China's growth slows in 3Q

6.5% GDP gain lowest since ’09

A man loads electronic goods into his tricycle carts on a street in Beijing, Friday, Oct. 19, 2018. China's economic growth slowed further in the latest quarter, adding to challenges for communist leaders who are fighting a mounting tariff battle with Washington. (AP Photo/Andy Wong)
A man loads electronic goods into his tricycle carts on a street in Beijing, Friday, Oct. 19, 2018. China's economic growth slowed further in the latest quarter, adding to challenges for communist leaders who are fighting a mounting tariff battle with Washington. (AP Photo/Andy Wong)

BEIJING -- China reported economic growth sank to a post-global crisis low as finance officials launched a media blitz Friday to shore up confidence in its sagging stock market.

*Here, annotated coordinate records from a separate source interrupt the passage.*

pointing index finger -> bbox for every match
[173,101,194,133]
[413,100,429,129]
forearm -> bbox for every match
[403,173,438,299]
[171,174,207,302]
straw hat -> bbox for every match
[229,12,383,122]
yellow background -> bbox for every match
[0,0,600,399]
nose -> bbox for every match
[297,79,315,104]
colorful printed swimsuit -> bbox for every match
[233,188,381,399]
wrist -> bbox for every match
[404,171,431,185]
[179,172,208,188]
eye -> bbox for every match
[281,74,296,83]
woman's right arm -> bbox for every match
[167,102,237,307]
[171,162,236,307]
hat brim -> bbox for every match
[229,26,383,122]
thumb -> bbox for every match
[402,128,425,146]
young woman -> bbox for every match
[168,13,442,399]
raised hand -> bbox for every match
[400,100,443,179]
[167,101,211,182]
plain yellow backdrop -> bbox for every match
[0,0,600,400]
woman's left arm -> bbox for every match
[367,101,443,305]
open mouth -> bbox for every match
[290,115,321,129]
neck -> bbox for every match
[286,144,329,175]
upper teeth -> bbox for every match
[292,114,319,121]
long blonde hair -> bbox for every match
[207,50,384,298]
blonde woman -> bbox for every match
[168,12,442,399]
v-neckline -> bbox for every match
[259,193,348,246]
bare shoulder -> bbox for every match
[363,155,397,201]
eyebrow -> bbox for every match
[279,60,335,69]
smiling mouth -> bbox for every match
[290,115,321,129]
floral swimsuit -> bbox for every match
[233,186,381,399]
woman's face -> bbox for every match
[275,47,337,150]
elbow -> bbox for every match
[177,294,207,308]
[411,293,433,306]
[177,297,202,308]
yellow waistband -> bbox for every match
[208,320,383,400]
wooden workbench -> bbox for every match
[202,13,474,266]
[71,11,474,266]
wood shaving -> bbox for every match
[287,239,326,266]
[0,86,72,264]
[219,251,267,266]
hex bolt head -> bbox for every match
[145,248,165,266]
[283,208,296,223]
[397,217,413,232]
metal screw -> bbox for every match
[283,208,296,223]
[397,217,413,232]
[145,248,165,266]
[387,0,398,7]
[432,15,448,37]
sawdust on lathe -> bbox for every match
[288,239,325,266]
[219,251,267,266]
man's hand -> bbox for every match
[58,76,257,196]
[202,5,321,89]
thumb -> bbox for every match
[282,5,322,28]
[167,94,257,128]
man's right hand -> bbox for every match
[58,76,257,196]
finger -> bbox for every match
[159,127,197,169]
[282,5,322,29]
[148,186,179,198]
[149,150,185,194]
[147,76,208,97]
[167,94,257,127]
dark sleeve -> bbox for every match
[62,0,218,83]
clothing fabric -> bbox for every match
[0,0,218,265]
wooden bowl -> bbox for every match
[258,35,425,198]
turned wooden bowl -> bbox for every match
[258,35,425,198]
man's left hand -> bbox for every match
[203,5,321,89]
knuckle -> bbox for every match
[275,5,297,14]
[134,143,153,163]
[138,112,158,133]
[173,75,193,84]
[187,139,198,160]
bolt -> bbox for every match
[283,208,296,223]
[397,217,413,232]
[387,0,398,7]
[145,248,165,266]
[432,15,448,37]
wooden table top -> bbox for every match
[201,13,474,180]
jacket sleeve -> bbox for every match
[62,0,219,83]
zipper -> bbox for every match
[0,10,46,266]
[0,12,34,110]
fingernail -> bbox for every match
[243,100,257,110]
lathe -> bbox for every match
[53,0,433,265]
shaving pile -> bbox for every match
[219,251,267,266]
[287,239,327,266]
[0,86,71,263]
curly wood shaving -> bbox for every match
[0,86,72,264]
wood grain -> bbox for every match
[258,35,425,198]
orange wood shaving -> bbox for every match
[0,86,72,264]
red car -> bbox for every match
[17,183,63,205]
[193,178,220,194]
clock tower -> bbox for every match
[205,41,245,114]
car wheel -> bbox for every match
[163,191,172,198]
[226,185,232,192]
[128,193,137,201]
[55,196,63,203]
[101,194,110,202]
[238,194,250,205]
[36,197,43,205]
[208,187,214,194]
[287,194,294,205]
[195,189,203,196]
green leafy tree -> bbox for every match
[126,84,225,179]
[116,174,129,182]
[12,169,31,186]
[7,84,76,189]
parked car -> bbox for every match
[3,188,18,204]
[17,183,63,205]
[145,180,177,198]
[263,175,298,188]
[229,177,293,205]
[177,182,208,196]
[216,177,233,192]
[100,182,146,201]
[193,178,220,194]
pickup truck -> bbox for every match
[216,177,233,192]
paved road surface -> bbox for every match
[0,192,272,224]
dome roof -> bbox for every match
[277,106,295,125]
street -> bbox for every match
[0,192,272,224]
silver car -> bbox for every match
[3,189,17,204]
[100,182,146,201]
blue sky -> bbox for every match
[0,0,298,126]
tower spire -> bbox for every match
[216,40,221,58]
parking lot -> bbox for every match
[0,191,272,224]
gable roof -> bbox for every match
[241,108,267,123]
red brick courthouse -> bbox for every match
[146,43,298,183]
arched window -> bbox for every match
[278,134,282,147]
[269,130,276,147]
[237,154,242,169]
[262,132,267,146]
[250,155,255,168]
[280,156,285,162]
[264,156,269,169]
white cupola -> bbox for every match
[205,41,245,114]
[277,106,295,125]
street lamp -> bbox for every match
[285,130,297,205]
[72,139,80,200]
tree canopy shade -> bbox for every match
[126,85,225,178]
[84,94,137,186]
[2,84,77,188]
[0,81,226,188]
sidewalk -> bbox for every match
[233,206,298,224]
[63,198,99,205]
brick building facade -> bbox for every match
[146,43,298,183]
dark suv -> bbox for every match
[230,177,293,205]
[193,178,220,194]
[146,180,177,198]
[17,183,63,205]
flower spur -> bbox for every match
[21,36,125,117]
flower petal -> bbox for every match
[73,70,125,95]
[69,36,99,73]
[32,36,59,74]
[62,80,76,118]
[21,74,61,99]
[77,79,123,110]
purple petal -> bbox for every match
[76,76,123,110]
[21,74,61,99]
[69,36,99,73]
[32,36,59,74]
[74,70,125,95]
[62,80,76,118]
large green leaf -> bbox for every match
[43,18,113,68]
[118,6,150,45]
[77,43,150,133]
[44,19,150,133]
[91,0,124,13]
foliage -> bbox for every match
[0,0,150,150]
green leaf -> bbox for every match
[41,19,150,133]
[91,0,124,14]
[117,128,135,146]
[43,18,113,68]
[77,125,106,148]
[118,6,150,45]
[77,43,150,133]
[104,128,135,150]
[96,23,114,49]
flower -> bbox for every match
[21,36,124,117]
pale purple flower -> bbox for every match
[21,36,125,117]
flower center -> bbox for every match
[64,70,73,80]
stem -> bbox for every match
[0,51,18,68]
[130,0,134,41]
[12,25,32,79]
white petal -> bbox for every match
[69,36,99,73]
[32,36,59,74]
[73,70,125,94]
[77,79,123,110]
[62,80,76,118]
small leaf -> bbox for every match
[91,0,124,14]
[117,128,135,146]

Growth in gross domestic product for the third quarter, which ended in September, slipped to 6.5 percent over a year earlier from the previous quarter's 6.7 percent, official data showed. It was the slowest rate since early 2009.

The world's second-largest economy already was cooling before a tariff war between Beijing and President Donald Trump flared.

Beijing tightened controls on lending last year to rein in a debt boom. That has weighed on housing sales and consumer spending. Car buyers are steering clear of dealerships.

Credit controls and trade tensions are "taking a bite out of economic momentum," said Bill Adams of PNC Financial Services Group in a report.

The impact of Trump's penalty tariffs of up to 25 percent on Chinese goods in a dispute over Beijing's technology policy has been limited. But with the rest of its $12 trillion-a-year economy slowing, the communist leadership has reversed course and ordered banks to lend.

"Downward pressure has increased," a government spokesman, Mao Shengyong, said at a news conference.

Officials led by China's economic czar, Vice Premier Liu He, tried Friday to reassure investors about a stock market that has sagged 30 percent since January.

The decline is "creating good investment opportunities," Liu said in comments carried by the official Xinhua News Agency and business newspapers and websites.

"China's current economic fundamentals are good," the central bank's governor, Yi Gang, said on its website.

The benchmark Shanghai composite index ended the day up 2.6 percent.

The government also said insurers will be allowed to create products to help stabilize the market by reducing "liquidity risk." That refers to fears lenders that accepted stock as collateral for loans might sell, flooding the market and driving a new price collapse.

Retail sales, factory output and investment in factories and equipment -- bigger drivers of growth in GDP than exports -- all weakened in the latest quarter.

The conflict with Washington has prompted Chinese leaders to step up a marathon effort to encourage self-sustaining growth in GDP -- the sum of all goods and services produced within its borders -- driven by domestic consumption and reduce reliance on exports and investment.

Beijing has cut tariffs, promised to lift curbs on foreign ownership of auto producers and taken other steps to rev up growth.

But leaders have refused to scrap plans such as "Made in China 2025," which calls for state-led creation of Chinese champions in robotics and other technologies.